By Peter Nurse
Investing.com -- Oil prices fell Friday, on course for the first quarterly drop in two years as demand fears on the back of slowing global growth outweighed the possibility of an output cut next week.
By 09:10 ET (13:10 GMT), U.S. crude futures traded 1.2% lower at $80.27 a barrel, while the Brent contract fell 1.2% to $86.12.
The crude market could post gains this week, underpinned by the dollar falling back from its recent 20-year highs, but are still on course for quarterly losses of over 20% for the first time since 2020.
The prime driver over the last three months has been the move of several major central banks, led by the U.S. Federal Reserve, to tighten interest rates aggressively to try and curb high inflation, raising concerns about a recessionary hit to demand.
These falling prices have put the spotlight firmly on next week’s meeting of the Organization of the Petroleum Exporting Countries and allies, a group known as OPEC+, with expectation growing that the leading members will authorize another output cut after last month’s modest reduction.

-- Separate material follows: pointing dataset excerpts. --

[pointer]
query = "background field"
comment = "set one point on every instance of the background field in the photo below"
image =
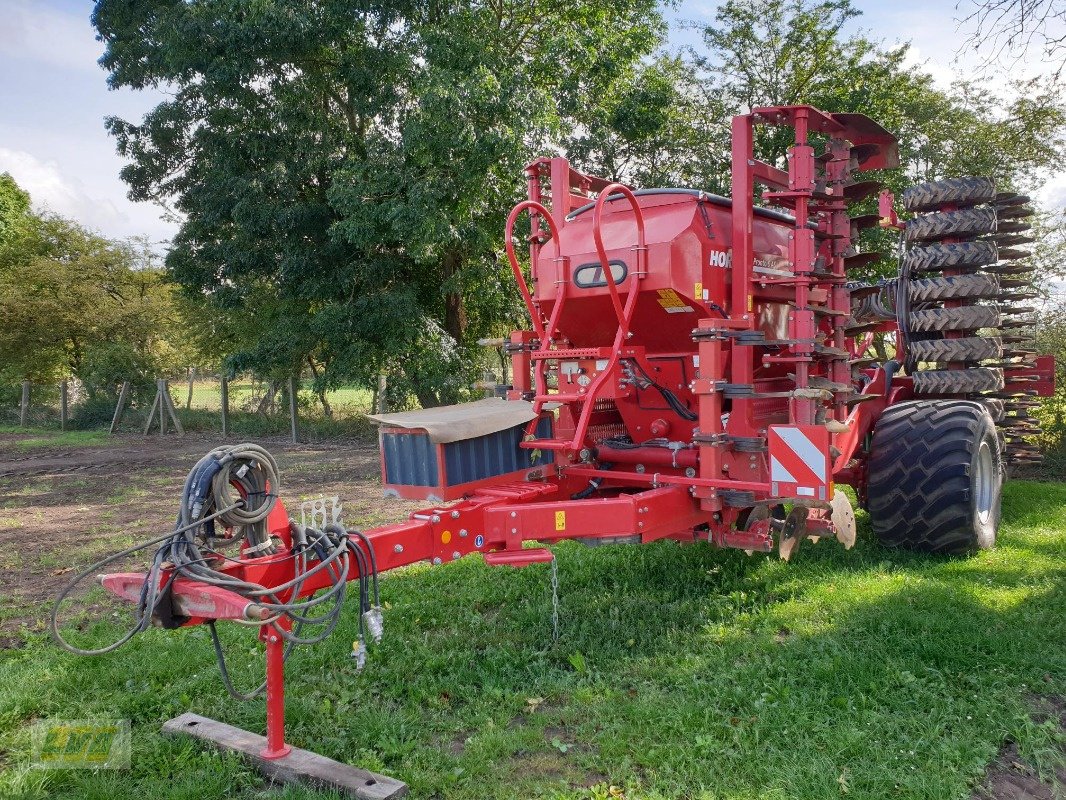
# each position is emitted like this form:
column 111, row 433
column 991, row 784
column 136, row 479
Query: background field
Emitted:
column 680, row 671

The top oil producers are considering lowering their output target by between 500,000 and 1 million barrels per day to support the market, Reuters reported Friday, citing sources.
The group agreed to lower their output target by 100,000 barrels a day at its September meeting, the first cut since 2020, but this provided very little support.
“The question that seems to vex the market is that oil prices, while volatile, are still near $90 (Brent). So why cut at all?” said analysts at Bank of America, in a note.
“In our view, the answer is relatively simple: steep backwardation that remains a source of volatility with each contract roll and a 3-year futures curve that has dropped $10 in recent months.”
Elsewhere, the European Union countries agreed on Friday to impose emergency levies on energy firms' windfall profits, and began talks on the potential of a bloc-wide gas price cap.
This came a day after Germany, the Eurozone’s largest economy, said it will borrow up to 200 billion euros ($198 billion) to cushion the impact of energy prices on its economy this winter.
The Baker Hughes rig count and the CFTC’s positioning data round off the week later in the session, as usual.